The summary statistics support the above comments about the observed distributions in the histogram. The means, medians and quartiles for the Wellington server all are lower for download speeds than the Auckland server. Although it is a small difference, given the number of observations 1248 this could constitute a significant difference. However, the variance is very high and given the unsusual distribution of the sample data, there could be a more logical way to analyse the data (for example, using the hour variable to only compare distributions for each hour).
Hence, the histograms are summary statistics suggest that the Auckland server (lineserver) tends to provide a higher download speed than the Wellington server (lineserver).

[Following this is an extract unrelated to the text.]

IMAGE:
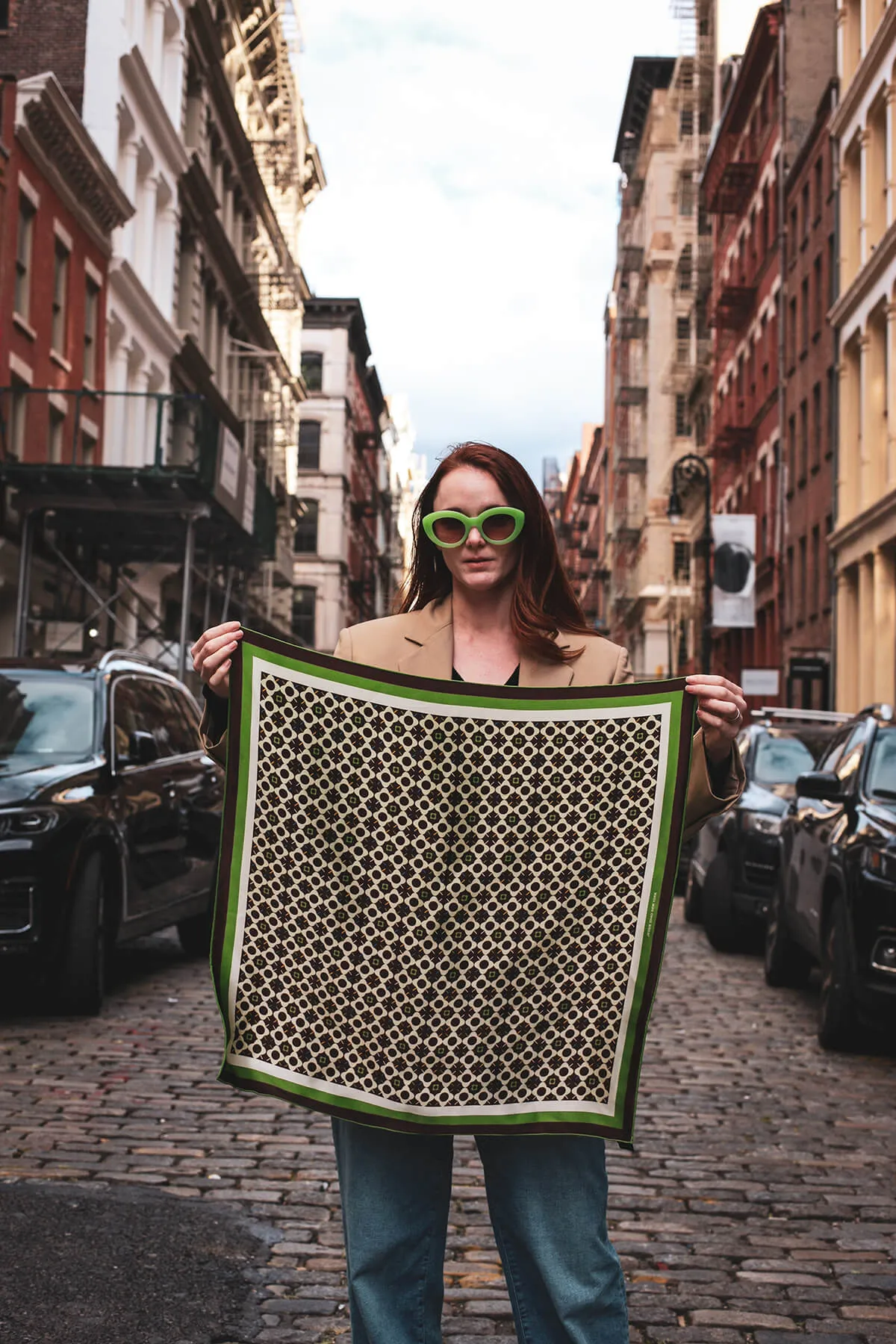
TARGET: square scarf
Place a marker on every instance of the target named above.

The spread (or variance, standard deviation) in download rates could be more relevant to a consumer. This is because different consumers have different needs (e.g. email only, basic web browsing, low latency gaming, high bandwidth media consumption, file transfer needs, server requirements). A user will usually require at least a minimum download speed to be satisfied, but higher speeds than this may produce only marginal (or non-existent) gains in satisfaction.
Hence, the only relevant aspect is when download (or upload) rates dip below a certain speed level, which will be different for different categories of consumers. Each of the peaks in this bi-modal distribution could reflect different services offered by the ISP to consumers. Each of the variances about those peaks (partially measured by overall variance and standard deviation) will govern how often a user dips below this “minimum speed for satisfaction” level. In this instance, from the basic summary statistics, we see that the Wellington server actually has a slightly lower standard deviation.

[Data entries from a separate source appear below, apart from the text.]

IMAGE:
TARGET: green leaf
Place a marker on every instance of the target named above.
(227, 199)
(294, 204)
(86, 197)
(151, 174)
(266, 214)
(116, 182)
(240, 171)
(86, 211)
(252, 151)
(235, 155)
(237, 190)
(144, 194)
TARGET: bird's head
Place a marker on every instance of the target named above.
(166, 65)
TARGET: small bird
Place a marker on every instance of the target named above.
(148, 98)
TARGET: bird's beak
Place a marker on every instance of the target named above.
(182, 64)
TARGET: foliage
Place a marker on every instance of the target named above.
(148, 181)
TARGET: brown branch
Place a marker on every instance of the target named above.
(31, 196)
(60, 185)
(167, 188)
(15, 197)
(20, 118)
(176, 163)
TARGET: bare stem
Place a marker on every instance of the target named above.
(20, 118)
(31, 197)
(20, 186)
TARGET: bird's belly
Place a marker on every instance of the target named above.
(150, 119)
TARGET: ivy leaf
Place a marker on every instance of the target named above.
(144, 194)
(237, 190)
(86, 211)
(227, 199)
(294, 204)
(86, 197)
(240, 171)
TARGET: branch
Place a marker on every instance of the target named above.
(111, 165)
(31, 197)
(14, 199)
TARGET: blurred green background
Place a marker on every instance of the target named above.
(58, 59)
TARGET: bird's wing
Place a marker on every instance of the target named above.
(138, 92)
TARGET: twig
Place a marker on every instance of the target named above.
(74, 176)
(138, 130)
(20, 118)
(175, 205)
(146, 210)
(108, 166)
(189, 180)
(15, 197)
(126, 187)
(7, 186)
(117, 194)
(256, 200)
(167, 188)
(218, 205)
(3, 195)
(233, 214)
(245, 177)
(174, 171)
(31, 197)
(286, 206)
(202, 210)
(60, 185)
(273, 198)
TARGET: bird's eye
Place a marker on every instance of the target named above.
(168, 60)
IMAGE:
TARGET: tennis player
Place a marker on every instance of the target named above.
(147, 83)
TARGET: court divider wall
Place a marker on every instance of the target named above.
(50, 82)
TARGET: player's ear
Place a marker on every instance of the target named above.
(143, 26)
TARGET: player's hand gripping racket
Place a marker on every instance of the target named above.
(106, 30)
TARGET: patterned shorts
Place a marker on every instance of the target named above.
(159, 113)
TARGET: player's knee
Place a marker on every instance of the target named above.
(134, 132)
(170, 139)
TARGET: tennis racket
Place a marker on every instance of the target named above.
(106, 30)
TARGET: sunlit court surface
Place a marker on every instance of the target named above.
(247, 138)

However, the Auckland server has a smaller proportion of people between these two modalities. People experiencing download rates in this region (between 5-10 Mb/s) could likely be high-tier consumers who are experiencing lower download speeds than usual due to network congestion. This would like cause frustration for a consumer. Hence, using Auckland server could be beneficial (if possible) for a consumer.
An alternative explanation is that all ISP consumers are on the same plan, and that the lower download rate modality reflects speeds experienced across the network to all consumers when network congestion is high. Hence, the most relevant feature in this instance is not marginal improvements in mean download rates, but rather a lower proportion of download speeds experienced in this modality, which may be too slow to use certain internet services with (e.g. high definition video).
ggplot(data = broadband2018, aes(x = hour, y = ratedownMb.s)) +
theme_minimal() +
geom_point(aes(color = lineserver), position = "jitter", alpha = 0.2) +
geom_smooth(aes(color = lineserver), method = "loess") +
ylab("Download Rate (Mb/s)") +
xlab("Hour of day") +
ggtitle("Scatterplot of Download Rates by Line Server & Hour of Day") +
labs(caption = "includes LOESS curves and uses jittered points") +
theme(legend.position = "bottom")
The general relationship between download rates and hour of day appears to be polynomial, possibly third-order (having a sinusoidal shape). There is a large rounded peak around 5 (5am, presumably), where maximal download rates are experienced. The download rates then continuously worsen over the course of the day, being especially poor from 4-6pm and reaching a nadir around hour 20 (presumably 8pm). The download rates then plateu over the next few hours before beginning to increase again from 11pm onwards.
This is an intuitive result, as it follows that few people would be consuming heavy bandwidth very early in the morning (with most asleep or preparing for work). As more consumers wake and begin using the internet (at home, school or at work), network congestion worsens from this point. It also logically follows that as primary, secondary and teriary students arrive home from 3pm, usuage will increase (as high bandwidth usage increases). Finally, as the majority of the workforce returns around 4-6pm, there it continues to worsen, before reaching a plateu from 8-11pm.
This pattern appears to be highly consistent between lineserver categories (at least, when visualised via LOESS). There is a slightly greater difference in download speeds around midday, and a slightly lesser difference in download speeds in the late afternoon and evening.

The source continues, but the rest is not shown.